There’s the houndstooth blazer, which might just be the only sports jacket you need. It’s cut from a remarkably soft, Italian wool and silk blend, which drapes beautifully and remains breathable thanks to its light weight and open weave. The houndstooth combines fawn with navy blue, while the subtle orange overcheck injects a touch of colour into the otherwise classic combination. We traditionally cut sports jackets in our House style, complete with sweeping peak lapels and signature one button closure, but this time round we’ve opted for something more subtle. The lapels are notched, albeit with a generous width, while a two button front lessens the dramatic impact of our hourglass silhouette. But the sharp lines remain, with our straight cut shoulders, flap pockets and single rear vent combining for a seriously sharp finish.
Next up is the navy wide stripe suit. This is power suiting at its most elegant, with a 100% Italian worsted wool fabric that’s punchy without being loud. It undoubtedly means business, as you’d want it to, but it remains playful thanks to the soft contrast of its stripe and the deep blue shade. It’s cut on our Contemporary block with a nipped in waist, high single button front and generous peak lapels, and we’ve paired it with our signature pin collar shirt for an added Sexton flair. The sterling silver pin sits proudly under a four-in-hand knot, while the cocktail cuff is held in place by your cufflinks of choice. Ours are handmade by Toby McClellan from matching silver, and come with a subtle concave texture which picks up the light beautifully, reflecting the colours they’re worn with.
It’s hard to beat a full suit for its ease and uniform appeal, but for louche, playful tailoring, separates offer plenty of creative opportunities. The next two looks showcase the potential of breaking up your jacket and trousers. Take the unstructured jacket, Interference trouser and summer shirt combination. The jacket’s endlessly soft wool fabric is blended with 5% elastane, which allows it to move with you rather than against you. It makes for a cardigan-like comfort, which combines with the broad peak lapels for a unique, contemporary update on the Sexton look. It sings with the trousers, which are borrowed from the matching suit of drop 3. Crisp, breathable and with bags of texture, the versatility of this pair is unmatched.
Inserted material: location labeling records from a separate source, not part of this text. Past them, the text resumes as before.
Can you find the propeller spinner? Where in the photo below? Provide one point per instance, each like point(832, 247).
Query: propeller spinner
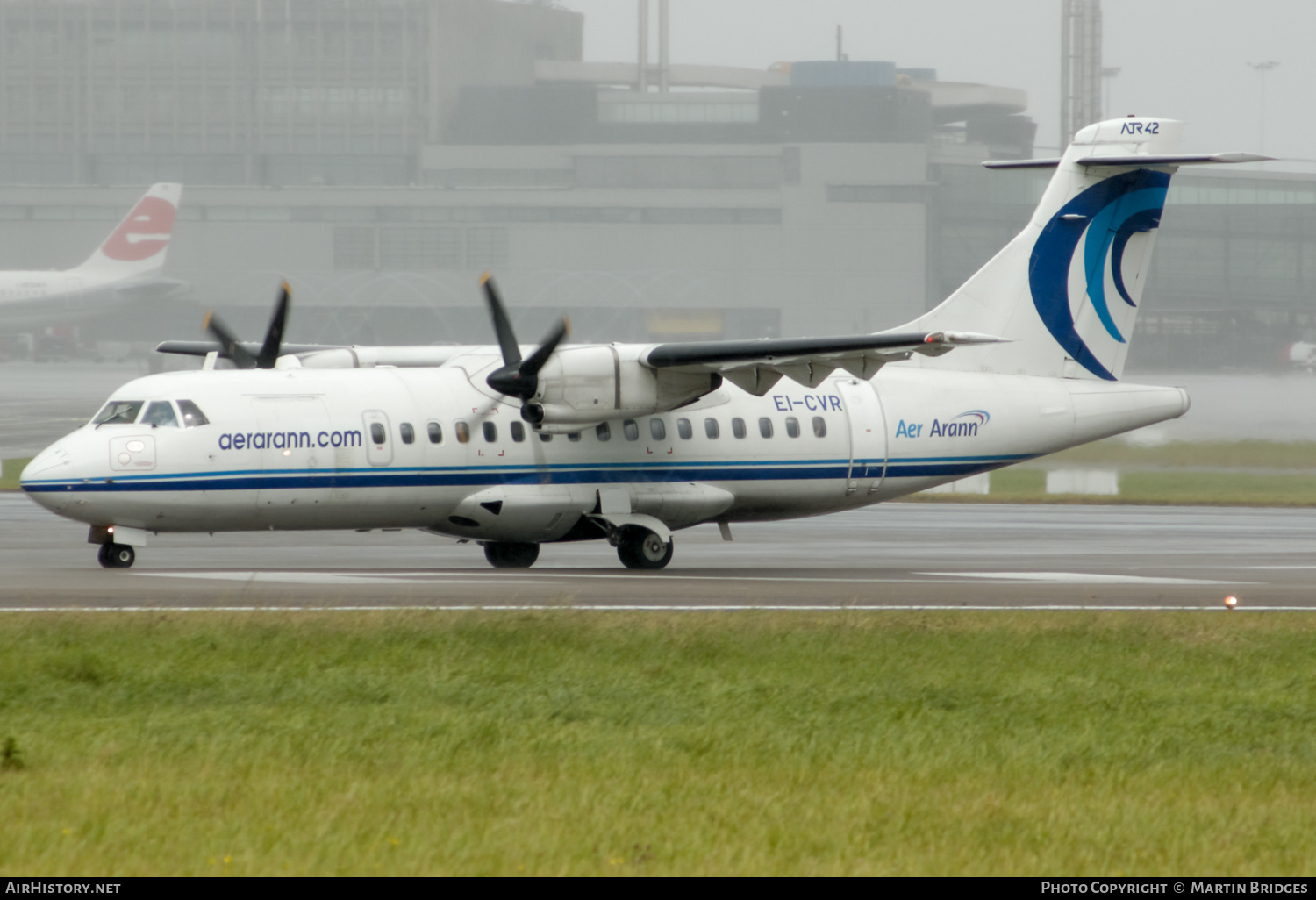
point(519, 378)
point(268, 353)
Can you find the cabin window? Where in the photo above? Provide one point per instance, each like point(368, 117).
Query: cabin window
point(160, 415)
point(118, 412)
point(192, 415)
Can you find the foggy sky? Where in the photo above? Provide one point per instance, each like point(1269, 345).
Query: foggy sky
point(1179, 58)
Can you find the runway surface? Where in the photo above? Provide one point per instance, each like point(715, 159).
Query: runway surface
point(889, 555)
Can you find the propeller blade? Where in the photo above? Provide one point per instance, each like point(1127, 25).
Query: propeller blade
point(534, 362)
point(523, 379)
point(228, 342)
point(502, 325)
point(274, 334)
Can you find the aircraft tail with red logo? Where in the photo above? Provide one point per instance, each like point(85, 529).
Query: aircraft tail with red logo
point(139, 242)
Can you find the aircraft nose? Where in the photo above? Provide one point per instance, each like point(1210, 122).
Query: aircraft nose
point(53, 465)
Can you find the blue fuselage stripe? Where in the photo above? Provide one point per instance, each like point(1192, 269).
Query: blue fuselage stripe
point(479, 475)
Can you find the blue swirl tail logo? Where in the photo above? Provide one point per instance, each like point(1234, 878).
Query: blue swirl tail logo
point(1115, 211)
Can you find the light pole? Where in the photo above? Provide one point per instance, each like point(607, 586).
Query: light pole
point(1261, 68)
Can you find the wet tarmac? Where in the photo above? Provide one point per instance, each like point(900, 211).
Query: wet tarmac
point(899, 554)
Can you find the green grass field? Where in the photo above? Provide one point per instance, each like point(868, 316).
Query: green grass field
point(578, 742)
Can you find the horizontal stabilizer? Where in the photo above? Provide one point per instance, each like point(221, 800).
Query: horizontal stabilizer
point(1023, 163)
point(1134, 160)
point(1173, 160)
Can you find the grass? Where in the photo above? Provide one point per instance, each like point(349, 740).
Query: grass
point(576, 742)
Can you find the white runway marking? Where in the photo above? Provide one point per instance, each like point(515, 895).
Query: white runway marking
point(479, 578)
point(1079, 578)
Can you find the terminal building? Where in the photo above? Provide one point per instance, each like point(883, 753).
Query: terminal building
point(381, 154)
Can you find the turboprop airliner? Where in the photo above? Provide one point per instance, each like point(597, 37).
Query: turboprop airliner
point(511, 447)
point(126, 268)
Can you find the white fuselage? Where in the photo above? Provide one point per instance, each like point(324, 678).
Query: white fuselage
point(39, 297)
point(299, 449)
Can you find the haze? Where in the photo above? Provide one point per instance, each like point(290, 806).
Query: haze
point(1178, 58)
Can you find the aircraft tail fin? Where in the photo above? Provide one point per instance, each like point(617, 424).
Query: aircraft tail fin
point(1065, 292)
point(139, 242)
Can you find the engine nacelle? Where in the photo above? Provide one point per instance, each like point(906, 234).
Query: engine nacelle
point(584, 386)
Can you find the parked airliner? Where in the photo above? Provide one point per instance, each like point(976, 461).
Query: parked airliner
point(125, 268)
point(512, 447)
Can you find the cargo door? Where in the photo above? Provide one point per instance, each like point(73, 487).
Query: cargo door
point(295, 470)
point(868, 436)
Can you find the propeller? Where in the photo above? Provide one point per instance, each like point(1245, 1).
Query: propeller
point(519, 378)
point(268, 354)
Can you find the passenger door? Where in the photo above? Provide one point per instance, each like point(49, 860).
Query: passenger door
point(379, 439)
point(868, 436)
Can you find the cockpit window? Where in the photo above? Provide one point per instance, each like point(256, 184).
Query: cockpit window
point(118, 412)
point(192, 415)
point(160, 413)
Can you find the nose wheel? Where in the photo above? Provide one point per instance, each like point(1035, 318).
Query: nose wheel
point(639, 547)
point(116, 555)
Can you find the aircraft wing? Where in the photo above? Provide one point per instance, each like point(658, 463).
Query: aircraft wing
point(755, 366)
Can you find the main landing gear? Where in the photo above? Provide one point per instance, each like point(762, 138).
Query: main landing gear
point(505, 554)
point(639, 547)
point(116, 555)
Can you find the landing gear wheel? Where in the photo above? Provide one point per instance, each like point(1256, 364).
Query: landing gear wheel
point(639, 547)
point(505, 554)
point(116, 555)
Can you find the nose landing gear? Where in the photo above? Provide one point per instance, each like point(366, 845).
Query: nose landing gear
point(115, 555)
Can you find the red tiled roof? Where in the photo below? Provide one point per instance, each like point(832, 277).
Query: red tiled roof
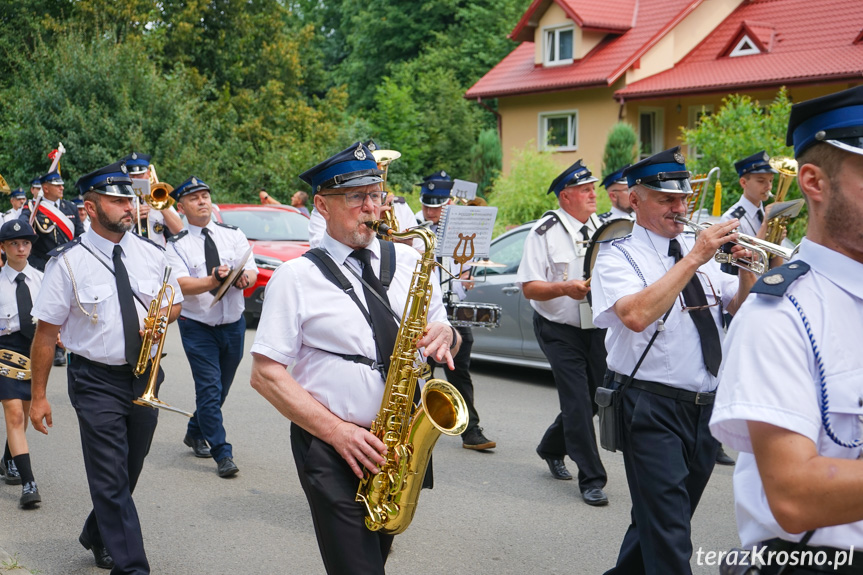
point(809, 41)
point(517, 74)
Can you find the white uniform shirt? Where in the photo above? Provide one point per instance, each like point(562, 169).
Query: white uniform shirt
point(675, 358)
point(304, 314)
point(9, 320)
point(186, 255)
point(554, 257)
point(770, 375)
point(96, 332)
point(749, 223)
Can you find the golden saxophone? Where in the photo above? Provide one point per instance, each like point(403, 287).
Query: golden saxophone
point(409, 431)
point(155, 323)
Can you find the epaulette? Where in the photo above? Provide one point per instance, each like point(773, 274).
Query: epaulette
point(777, 281)
point(176, 237)
point(148, 240)
point(547, 224)
point(64, 247)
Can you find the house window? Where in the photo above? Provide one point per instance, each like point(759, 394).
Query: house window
point(745, 47)
point(650, 131)
point(559, 45)
point(558, 131)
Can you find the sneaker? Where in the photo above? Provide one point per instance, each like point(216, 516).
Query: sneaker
point(474, 439)
point(30, 495)
point(10, 471)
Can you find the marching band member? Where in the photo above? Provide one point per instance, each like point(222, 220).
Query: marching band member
point(97, 290)
point(661, 281)
point(551, 277)
point(794, 412)
point(618, 192)
point(333, 392)
point(213, 335)
point(19, 287)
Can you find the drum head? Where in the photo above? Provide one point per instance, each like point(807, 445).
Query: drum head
point(607, 232)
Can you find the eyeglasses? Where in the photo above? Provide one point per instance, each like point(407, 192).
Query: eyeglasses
point(702, 277)
point(357, 199)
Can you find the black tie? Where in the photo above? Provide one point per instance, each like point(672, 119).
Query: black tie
point(211, 255)
point(127, 309)
point(693, 295)
point(25, 305)
point(383, 323)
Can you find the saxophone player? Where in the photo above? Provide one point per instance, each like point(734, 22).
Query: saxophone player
point(338, 347)
point(96, 292)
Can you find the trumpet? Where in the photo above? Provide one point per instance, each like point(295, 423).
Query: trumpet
point(762, 250)
point(154, 324)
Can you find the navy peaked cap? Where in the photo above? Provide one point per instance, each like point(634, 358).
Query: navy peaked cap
point(575, 175)
point(664, 172)
point(351, 168)
point(835, 119)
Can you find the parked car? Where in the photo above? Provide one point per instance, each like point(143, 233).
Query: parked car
point(514, 341)
point(277, 234)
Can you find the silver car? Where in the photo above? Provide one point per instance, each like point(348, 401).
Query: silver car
point(514, 341)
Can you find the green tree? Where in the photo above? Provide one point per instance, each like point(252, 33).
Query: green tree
point(621, 148)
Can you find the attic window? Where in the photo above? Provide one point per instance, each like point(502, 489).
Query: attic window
point(745, 47)
point(558, 46)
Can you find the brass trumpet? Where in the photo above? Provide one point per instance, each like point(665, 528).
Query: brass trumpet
point(155, 323)
point(761, 250)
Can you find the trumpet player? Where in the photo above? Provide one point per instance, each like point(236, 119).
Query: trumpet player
point(339, 350)
point(96, 292)
point(660, 281)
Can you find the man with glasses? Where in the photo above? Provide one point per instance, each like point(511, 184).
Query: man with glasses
point(334, 340)
point(213, 332)
point(665, 283)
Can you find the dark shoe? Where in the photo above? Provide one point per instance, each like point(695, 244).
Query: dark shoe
point(30, 495)
point(100, 554)
point(595, 496)
point(474, 439)
point(199, 446)
point(10, 472)
point(723, 458)
point(227, 467)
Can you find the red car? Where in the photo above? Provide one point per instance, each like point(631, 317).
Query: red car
point(277, 234)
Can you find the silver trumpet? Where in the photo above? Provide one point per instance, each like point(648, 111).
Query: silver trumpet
point(761, 250)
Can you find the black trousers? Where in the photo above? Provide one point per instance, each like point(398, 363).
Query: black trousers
point(669, 454)
point(347, 546)
point(577, 358)
point(460, 376)
point(115, 436)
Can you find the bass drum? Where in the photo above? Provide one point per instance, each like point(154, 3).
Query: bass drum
point(607, 232)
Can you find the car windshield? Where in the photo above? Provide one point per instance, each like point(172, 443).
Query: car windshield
point(269, 224)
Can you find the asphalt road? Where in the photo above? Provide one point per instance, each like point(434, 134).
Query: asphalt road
point(495, 513)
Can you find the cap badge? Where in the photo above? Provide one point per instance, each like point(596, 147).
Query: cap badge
point(359, 153)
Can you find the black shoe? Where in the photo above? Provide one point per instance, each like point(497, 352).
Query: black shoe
point(557, 468)
point(723, 458)
point(595, 496)
point(474, 439)
point(199, 446)
point(100, 554)
point(30, 495)
point(9, 471)
point(227, 467)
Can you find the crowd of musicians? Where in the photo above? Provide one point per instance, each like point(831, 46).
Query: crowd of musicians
point(645, 335)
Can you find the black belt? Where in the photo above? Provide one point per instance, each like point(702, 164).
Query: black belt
point(696, 397)
point(853, 564)
point(124, 368)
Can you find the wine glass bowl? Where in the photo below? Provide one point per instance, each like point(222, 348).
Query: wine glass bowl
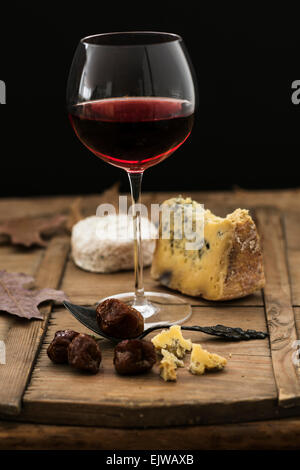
point(131, 102)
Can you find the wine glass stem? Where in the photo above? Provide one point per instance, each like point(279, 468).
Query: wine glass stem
point(135, 180)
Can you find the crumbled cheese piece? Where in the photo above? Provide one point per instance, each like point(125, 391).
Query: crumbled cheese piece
point(168, 365)
point(202, 360)
point(173, 341)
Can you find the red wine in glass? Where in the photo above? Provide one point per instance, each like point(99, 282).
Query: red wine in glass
point(133, 133)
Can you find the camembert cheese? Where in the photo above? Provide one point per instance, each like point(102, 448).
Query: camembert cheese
point(168, 365)
point(173, 341)
point(202, 360)
point(229, 264)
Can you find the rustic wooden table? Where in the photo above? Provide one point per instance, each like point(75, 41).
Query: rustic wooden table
point(253, 404)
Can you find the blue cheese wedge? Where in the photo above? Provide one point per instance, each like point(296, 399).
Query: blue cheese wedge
point(202, 360)
point(229, 265)
point(173, 341)
point(168, 366)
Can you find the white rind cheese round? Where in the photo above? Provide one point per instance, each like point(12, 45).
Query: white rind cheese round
point(105, 244)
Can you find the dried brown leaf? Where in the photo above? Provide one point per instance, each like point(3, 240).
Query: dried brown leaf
point(21, 301)
point(27, 231)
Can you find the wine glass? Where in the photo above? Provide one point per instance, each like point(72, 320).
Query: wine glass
point(131, 101)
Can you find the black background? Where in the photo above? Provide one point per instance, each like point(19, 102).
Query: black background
point(247, 131)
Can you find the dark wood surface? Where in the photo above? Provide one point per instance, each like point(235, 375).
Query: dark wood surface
point(259, 383)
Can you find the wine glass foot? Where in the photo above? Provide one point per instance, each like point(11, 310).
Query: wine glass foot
point(157, 308)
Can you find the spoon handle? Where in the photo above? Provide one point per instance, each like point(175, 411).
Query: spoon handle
point(226, 332)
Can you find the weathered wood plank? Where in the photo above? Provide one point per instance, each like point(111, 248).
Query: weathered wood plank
point(292, 235)
point(282, 199)
point(85, 288)
point(283, 434)
point(59, 394)
point(23, 337)
point(279, 310)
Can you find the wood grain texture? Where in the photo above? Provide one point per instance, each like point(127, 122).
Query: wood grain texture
point(277, 434)
point(279, 310)
point(246, 390)
point(59, 394)
point(22, 337)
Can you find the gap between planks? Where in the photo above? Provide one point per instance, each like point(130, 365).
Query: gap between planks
point(278, 306)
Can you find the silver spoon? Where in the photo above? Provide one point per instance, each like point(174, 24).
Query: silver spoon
point(87, 316)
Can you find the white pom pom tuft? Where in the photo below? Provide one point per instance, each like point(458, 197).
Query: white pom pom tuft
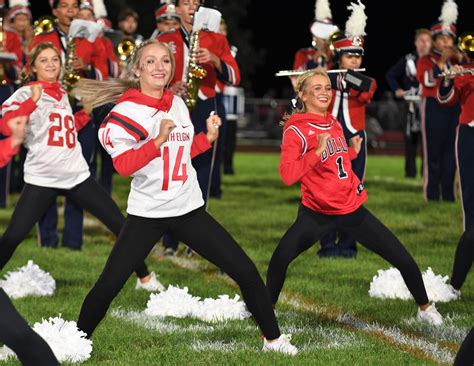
point(449, 13)
point(223, 308)
point(322, 11)
point(179, 303)
point(389, 284)
point(355, 25)
point(173, 302)
point(29, 280)
point(69, 344)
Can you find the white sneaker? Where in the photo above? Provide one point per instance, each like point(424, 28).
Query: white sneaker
point(430, 315)
point(152, 285)
point(455, 292)
point(281, 344)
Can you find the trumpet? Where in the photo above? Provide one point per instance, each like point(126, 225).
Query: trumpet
point(43, 25)
point(301, 72)
point(457, 73)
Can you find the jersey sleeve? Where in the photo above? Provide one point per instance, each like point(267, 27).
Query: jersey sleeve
point(19, 104)
point(294, 163)
point(121, 141)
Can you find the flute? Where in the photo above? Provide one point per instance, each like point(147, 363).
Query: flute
point(301, 72)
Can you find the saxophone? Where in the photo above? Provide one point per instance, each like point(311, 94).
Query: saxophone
point(195, 73)
point(70, 76)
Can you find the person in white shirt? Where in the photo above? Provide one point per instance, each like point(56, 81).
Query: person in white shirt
point(150, 136)
point(54, 163)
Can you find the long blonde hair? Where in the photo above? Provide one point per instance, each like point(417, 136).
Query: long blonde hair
point(95, 93)
point(299, 106)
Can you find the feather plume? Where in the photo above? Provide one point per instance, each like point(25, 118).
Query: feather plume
point(322, 11)
point(355, 25)
point(449, 13)
point(99, 8)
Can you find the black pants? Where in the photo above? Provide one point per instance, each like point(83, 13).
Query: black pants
point(35, 200)
point(465, 356)
point(15, 333)
point(463, 258)
point(310, 226)
point(439, 133)
point(200, 232)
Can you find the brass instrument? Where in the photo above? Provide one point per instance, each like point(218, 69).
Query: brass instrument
point(195, 73)
point(466, 43)
point(70, 76)
point(125, 49)
point(43, 25)
point(301, 72)
point(457, 73)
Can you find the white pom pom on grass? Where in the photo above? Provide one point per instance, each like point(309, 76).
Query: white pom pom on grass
point(29, 280)
point(67, 342)
point(179, 303)
point(389, 284)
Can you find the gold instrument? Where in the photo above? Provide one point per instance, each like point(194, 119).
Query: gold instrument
point(466, 43)
point(43, 25)
point(301, 72)
point(195, 73)
point(457, 73)
point(125, 49)
point(70, 76)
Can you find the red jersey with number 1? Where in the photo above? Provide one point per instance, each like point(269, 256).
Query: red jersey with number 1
point(328, 184)
point(164, 181)
point(54, 156)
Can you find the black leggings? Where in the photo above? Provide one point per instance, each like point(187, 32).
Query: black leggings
point(200, 232)
point(310, 226)
point(30, 348)
point(463, 258)
point(34, 200)
point(465, 355)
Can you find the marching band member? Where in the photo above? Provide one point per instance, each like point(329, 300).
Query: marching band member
point(438, 124)
point(401, 78)
point(166, 19)
point(349, 101)
point(460, 89)
point(314, 153)
point(54, 164)
point(215, 57)
point(90, 60)
point(319, 54)
point(128, 24)
point(150, 136)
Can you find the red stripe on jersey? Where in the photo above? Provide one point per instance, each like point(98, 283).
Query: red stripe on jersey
point(132, 127)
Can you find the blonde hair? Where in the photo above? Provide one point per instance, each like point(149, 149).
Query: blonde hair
point(95, 93)
point(299, 106)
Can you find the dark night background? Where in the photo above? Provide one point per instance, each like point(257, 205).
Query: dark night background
point(268, 33)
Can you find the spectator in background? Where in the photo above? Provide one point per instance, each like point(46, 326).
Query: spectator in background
point(128, 24)
point(401, 79)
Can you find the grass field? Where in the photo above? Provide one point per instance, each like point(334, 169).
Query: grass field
point(325, 303)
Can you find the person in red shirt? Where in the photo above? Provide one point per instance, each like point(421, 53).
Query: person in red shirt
point(315, 154)
point(461, 89)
The navy hopsack jacket look ramps it up a step further. The ultimate in sartorial simplicity, it’s incredibly adaptable while evoking the drama and glamour we’re known for. It’s cut from a dark navy wool hopsack, woven in Italy, and we’ve paired it with our denim trousers, which we’re particularly proud of. Their cool blue 60% wool, 40% denim cotton blend is all about the texture, which elevates even the most fundamental of looks. The classic cut meanwhile is close through the waist and thighs but fuller through the knee and hem, giving them a louche feel reminiscent of ‘70s rock n roll. Finished with our tab collar shirt and silk reppe tie, this is an elegant look that’s perfect for the boardroom or the member’s bar.
For times when you really want to make an impression though, you need a double-breasted suit. This one, cut from our classic 10oz Italian wool flannel, is as sophisticated as it gets. A staple of the gentleman’s wardrobe, it looks just as at home on the red carpet as it does a cocktail reception, and can be dressed up with a pin collar shirt or down with a knitted T-shirt and trainers. It’s been an icon of ours for years, a favourite of Edward’s since the ‘60s and will continue to look just as cool in the decades to come. It’s tailoring at its most refined, and embodies everything this drop, and the house as a whole, is all about.